Натан Рыбак - Ошибка Оноре де Бальзака
В долгие зимние вечера в Верховне, под аккомпанемент метели, выслушав все жалобы мужа на либералов, на неблагодарных мужиков, на пройдох экономов, Эвелина шла в свои комнаты и там углублялась в книги, отдавая предпочтение французам. В такой зимний вечер она прочла новую книгу Бальзака «Шагреневая кожа». Автор был Эвелине уже знаком. Друзья в Санкт-Петербурге увлекались им, они присылали ей в Верховню все его новые книги. Эвелина читала их старательно, не пропуская ни одной страницы, но не испытывала особенного увлечения. Читал кое-что и Ганский, не большой любитель книг, читал и мыслей своих о прочитанном не высказывал. Но «Шагреневую кожу» Эвелина прочитала дважды. Впечатление было настолько велико, что она решила написать Бальзаку. Графиня не хвалила это произведение. Она осуждала гневно и страстно, и этот гнев и страсть, излитые на бумагу под ее диктовку чужой рукой, привлекли внимание Бальзака.
Эвелина не оправдывала смелости автора, считая ее бесстыдной, не понимала и назвала преступлением против бога любви то, что Бальзак осмелился подчеркнуть зависимость современной жизни только от денег, что герой его Рафаэль занят не только сердцем прекрасной женщины, но и мыслью о том, хватит ли у него денег, чтобы заплатить за карету. Письмо с подписью «Иностранка» дошло до адресата. Так началась переписка, перешедшая в знакомство, затем в любовь. И в ответном письме пришли в Верховню два слова, польстившие Эвелине, возвеличившие ее в собственных глазах, поднявшие ее над степными заснеженными просторами: «Северная Звезда» назвал он ее. Да, она верила, что с далекой Украины в Париж, на улицу Басс, она шлет ему голубой луч. Это была романтика, это была любовь.

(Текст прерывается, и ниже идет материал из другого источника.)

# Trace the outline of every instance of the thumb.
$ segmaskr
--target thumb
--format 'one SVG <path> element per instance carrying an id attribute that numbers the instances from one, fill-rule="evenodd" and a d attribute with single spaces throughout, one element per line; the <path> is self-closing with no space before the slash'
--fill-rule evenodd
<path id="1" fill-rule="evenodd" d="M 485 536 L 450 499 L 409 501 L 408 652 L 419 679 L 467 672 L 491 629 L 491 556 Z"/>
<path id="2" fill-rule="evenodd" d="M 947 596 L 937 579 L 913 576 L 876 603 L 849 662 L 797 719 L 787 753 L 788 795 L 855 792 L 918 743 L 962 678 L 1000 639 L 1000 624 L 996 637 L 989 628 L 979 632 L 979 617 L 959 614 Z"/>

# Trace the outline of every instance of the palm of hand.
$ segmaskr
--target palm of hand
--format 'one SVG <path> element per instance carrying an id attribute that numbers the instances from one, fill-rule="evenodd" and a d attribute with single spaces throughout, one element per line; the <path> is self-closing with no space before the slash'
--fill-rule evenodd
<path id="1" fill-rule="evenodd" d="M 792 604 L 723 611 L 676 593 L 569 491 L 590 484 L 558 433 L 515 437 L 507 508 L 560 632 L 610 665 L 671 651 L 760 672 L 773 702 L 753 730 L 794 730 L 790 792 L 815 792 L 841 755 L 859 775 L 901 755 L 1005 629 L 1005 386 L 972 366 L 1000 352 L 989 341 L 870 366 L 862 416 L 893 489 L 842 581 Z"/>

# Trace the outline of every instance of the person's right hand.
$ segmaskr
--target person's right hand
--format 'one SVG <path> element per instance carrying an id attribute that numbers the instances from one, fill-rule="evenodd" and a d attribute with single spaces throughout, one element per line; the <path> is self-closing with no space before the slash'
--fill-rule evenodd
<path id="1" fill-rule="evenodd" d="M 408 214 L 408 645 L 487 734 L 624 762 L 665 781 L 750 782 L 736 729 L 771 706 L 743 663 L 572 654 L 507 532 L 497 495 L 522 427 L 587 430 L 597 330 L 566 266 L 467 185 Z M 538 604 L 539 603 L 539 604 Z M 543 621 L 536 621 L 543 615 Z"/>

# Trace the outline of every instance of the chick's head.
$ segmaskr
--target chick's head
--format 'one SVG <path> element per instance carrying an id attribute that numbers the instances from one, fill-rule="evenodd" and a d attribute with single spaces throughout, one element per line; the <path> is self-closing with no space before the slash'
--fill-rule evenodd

У гробницы мужа легко Эвелине вспоминать прошлое. Мысли возникают сами, потому что настоящее переплетается с прошлым, потому что здесь, среди мрамора и холода, в полутьме, под тяжелым черным потолком, обретено истинное одиночество, потому, наконец, что скоро — вечером или утром, за ужином или за завтраком Ганна скажет: «Мама, вы снова ходили в часовню? Зачем вы себя мучаете?!» И этот вопрос, в котором будет подчеркнутое сочувствие, вызовет внимание Бальзака. Впрочем, нужно ли ей это?
Широко раскрыв глаза, она оглядывает часовню. Сколько еще места в склепе! Покойный муж и его предки позаботились и о потомках. Молчаливая суровость склепа раздражает Эвелину. Надежда найти здесь, в одиночестве, ответ на то, что мучило ее уже столько дней, оказалась тщетной.
Эвелина поднялась, набожно перекрестилась и вышла из часовни, заперев за собой дверь на ключ. Осенний парк застыл в дремоте. После дождя наступила тишина. Неподалеку на прудах звонко раздавался утиный крик и плеск. С фольварка долетал веселый и однообразный стук молотилки. Над дорожкой скрестили могучие ветви вековые дубы. Под ногами сухо и резко шуршал песок. Эвелина в задумчивости прошла еще несколько шагов и опустилась на скамью под широким ветвистым дубом.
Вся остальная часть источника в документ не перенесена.